I fratelli Boscarato, Diego e Marco, figli del noto ristoratore Dino, si sono presentati nell’aula del Tribunale ieri, per rispondere di bancarotta fraudolenta della società «Cap srl», che gestiva oltre «all’Amelia», (oggi una nuova gestione) anche «Vida Nova» di piazzale Candiani. Difesi dagli avvocati Paola Bosio e Tito Bortolato: stando alle accuse, nel 2008, ben due anni prima del fallimento, le perdite della società erano già salite a 972 mila euro e, nonostante l'enorme passivo, i fratelli Boscarato non avrebbero chiesto il fallimento, aggravando il dissesto della «Cap srl» che in seguito ha raggiunto il milione e 600 mila euro, come ha spiegato ieri nella sua testimonianza il curatore fallimentare, il commercialista Massimo Da Re. Marco e Diego, inoltre, poco prima della dichiarazione di fallimento da parte dei giudici veneziani, avrebbero prelevato dai conti dell'azienda 133 mila euro e a dimostrarlo sarebbe la documentazione bancaria. Infine, sempre poco prima dell'aprile 2010, avrebbero effettuato pagamenti per 73 mila euro a favore della madre Mara e di uno di loro, Marco, sottraendo in questo modo risorse ai creditori.
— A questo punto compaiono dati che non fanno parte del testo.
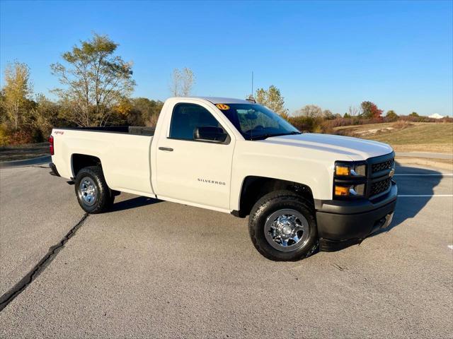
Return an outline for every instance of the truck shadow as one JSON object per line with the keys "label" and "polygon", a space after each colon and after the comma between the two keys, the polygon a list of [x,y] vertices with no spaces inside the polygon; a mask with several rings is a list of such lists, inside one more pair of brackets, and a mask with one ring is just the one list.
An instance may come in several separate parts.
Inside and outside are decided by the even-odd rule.
{"label": "truck shadow", "polygon": [[439,184],[442,178],[440,172],[403,166],[396,162],[394,179],[398,185],[398,196],[394,218],[388,227],[380,230],[372,235],[389,232],[407,219],[415,218],[431,200],[434,188]]}
{"label": "truck shadow", "polygon": [[117,212],[119,210],[129,210],[137,207],[146,206],[154,203],[160,203],[161,200],[149,198],[147,196],[137,196],[127,200],[123,200],[113,203],[109,212]]}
I difensori hanno scelto di andare davanti al Tribunale affrontando il dibattimento in aula: «Lo abbiamo scelto», aveva spiegato uno di loro, l'avvocato Bosio, «perché grazie ai testimoni e al nostro consulente emergerà una lettura dei fatti ben diversa da quella fornita dalla Guardia di finanza». Per i due legali, le Fiamme gialle avrebbero dato un'interpretazione dei conti errata. «Siamo fiduciosi», conclude l'avvocato Bosio, «che riusciremo a dimostrare l'insussistenza delle ipotesi dell'accusa, in particolare che non vi sia stato alcun aggravamento del dissesto». Dopo il fallimento, della «Cap», tre anni fa, la famiglia Boscarato aveva creato una nuova società, la «1961», e con quella aveva continuato a gestire il ristorante ai piedi del cavalcavia di via Miranese (prima erano proprietari anche dell'immobile che poi avevano ceduto per tappare alcune falle). A dare il colpo economico definitivo l’apertura del nuovo locale in piazzale Candiani. (g.c.)